Найти тему

У меня мурашки пробежали по позвоночнику — так неожиданно прозвучал голос Нанеле Хрусталь.

Разумеется, хозяйка вечера не могла не заинтересоваться необычным соревнованием. По правде говоря, я уже начала сомневаться, что из него выйдет что-нибудь путное. Но, может, проигравший хотя бы выберет объектом своего недовольства меня, а не соперника… Мне-то ничего не будет. Переживу.
   — Что ж, господа, прошу!
   Тарло снисходительно посмотрел на музыканта, заметно переживающего, и небрежно повернул мольберт. В ту же секунду Танше коснулся пальцами напряженных струн…
   Воздух в груди почему-то закончился.
   На листе пористой, плотной бумаги, словно из глубины, проступали линии. Стремительный, схематичный росчерк — окно. Прижатая к стеклу ладонь — поразительно четко проработанные детали, путь жизни, путь сердца, массивный браслет на запястье. И лицо… приоткрытые губы, искаженные в болезненной улыбке, горькие морщинки в уголках глаз, глубоко залегшие тени, надломленные брови, и зрачки, из которых течет, течет наружу что-то…

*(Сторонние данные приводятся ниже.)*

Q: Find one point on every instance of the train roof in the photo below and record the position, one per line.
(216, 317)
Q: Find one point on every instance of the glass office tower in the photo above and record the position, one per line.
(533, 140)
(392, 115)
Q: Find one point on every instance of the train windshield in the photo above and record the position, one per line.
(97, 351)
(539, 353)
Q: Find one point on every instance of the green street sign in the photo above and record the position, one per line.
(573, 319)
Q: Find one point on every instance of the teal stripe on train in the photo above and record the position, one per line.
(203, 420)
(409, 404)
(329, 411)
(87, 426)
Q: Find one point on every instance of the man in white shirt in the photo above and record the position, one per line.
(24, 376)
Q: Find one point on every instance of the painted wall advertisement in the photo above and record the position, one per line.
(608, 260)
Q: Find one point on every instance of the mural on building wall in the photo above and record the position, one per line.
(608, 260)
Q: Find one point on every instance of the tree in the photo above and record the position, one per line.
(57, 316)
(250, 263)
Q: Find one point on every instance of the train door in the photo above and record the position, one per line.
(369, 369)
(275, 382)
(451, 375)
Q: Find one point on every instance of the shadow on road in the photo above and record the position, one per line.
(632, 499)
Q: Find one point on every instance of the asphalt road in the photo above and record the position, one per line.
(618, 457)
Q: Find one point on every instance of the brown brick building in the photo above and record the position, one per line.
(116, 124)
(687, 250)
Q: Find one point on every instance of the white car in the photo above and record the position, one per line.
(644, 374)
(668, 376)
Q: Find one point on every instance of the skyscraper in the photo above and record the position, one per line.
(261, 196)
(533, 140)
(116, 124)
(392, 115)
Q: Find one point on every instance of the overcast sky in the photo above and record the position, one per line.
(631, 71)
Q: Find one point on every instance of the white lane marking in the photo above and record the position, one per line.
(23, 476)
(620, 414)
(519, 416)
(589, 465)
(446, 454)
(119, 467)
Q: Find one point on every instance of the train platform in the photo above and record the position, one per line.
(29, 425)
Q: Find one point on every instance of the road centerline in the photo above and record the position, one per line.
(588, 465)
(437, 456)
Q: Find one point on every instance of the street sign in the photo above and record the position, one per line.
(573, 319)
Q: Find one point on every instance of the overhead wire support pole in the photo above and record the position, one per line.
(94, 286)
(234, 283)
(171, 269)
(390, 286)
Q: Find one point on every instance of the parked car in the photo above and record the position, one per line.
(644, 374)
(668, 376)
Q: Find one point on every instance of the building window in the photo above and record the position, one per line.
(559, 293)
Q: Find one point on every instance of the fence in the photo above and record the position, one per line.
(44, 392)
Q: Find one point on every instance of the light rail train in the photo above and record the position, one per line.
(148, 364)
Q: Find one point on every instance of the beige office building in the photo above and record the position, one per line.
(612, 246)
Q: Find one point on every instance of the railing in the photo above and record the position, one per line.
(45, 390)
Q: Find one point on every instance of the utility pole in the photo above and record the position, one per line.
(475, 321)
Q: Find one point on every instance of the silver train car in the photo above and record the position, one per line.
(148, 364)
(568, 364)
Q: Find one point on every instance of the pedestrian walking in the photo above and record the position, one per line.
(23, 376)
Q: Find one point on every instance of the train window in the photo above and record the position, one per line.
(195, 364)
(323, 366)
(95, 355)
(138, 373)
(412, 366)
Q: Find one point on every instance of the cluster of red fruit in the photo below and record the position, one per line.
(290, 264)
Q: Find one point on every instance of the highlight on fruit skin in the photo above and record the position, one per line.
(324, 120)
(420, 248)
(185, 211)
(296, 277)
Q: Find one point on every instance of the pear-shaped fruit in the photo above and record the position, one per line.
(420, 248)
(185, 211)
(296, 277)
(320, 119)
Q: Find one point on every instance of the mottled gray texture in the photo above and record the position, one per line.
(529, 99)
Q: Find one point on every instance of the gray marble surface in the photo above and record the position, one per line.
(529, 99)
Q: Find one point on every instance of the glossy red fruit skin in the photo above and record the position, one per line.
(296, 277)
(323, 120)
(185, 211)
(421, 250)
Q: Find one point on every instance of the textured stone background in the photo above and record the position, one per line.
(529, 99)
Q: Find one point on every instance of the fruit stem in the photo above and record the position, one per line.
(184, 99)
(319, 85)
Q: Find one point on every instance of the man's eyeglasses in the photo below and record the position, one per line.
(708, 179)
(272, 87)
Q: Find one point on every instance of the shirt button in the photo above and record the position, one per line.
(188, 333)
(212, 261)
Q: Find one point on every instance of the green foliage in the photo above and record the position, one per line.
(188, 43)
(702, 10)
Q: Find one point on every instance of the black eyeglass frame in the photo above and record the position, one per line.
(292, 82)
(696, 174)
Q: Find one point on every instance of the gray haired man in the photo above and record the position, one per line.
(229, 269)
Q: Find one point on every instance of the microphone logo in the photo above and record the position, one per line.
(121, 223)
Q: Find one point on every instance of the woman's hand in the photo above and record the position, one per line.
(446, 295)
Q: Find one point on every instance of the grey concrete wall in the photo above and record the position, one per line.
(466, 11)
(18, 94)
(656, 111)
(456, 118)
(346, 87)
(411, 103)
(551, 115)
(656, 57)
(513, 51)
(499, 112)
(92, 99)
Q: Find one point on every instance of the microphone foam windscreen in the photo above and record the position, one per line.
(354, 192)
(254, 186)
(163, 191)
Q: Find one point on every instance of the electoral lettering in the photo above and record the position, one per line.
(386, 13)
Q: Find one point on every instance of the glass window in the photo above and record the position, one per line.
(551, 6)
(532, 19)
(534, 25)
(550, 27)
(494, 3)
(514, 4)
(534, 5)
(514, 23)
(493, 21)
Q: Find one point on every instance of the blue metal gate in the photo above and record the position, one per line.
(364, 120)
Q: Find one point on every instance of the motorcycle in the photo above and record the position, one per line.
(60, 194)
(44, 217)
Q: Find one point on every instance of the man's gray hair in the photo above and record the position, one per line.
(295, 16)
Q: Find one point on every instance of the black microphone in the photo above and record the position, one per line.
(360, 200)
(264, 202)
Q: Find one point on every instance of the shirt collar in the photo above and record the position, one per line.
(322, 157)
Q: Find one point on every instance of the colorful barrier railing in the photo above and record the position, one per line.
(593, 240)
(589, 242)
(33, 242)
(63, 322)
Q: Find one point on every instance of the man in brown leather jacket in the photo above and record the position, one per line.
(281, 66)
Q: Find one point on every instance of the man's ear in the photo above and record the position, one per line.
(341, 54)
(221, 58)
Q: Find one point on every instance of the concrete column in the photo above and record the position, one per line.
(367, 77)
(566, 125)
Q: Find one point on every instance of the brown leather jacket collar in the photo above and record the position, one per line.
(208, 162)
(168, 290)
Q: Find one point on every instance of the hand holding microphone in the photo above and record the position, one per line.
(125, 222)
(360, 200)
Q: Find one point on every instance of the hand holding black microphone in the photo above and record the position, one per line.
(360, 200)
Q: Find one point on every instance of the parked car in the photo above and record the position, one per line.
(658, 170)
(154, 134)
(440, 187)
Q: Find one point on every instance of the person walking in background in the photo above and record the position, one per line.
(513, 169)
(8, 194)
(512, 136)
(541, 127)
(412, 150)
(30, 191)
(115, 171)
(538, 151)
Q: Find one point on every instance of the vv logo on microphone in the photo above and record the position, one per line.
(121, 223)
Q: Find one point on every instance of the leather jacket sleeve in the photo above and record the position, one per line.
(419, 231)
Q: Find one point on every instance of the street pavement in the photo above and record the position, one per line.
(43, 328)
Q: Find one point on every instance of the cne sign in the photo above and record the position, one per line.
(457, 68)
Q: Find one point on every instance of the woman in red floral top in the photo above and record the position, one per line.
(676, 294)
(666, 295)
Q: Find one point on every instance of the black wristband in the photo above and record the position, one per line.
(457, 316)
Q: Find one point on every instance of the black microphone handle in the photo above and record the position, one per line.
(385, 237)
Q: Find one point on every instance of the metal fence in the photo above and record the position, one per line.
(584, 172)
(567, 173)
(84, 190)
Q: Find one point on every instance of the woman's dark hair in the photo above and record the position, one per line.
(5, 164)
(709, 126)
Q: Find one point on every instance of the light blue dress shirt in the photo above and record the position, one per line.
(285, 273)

Ты смеешься, и смех заглушает крик,
Что рвется наружу из темной души,
И изысканный яд уж под кожу проник
И теперь вместо крови по венам бежит.

Воздуха не хватало… Нет, эта женщина на рисунке, с ее гладкими волосами, далеко не юными чертами лица, — незнакомка в пустой комнате, окруженная лишь смутными тенями, источающая такое отчаяние, не была похожа на меня внешне, но что-то внутри…

Недоверчиво щуришь больные глаза,
Что к мраку привыкли скорее, чем к дню,
Ты уже никогда не вернешься назад,
Ты сжигаешь мосты, чтоб дать пищу огню.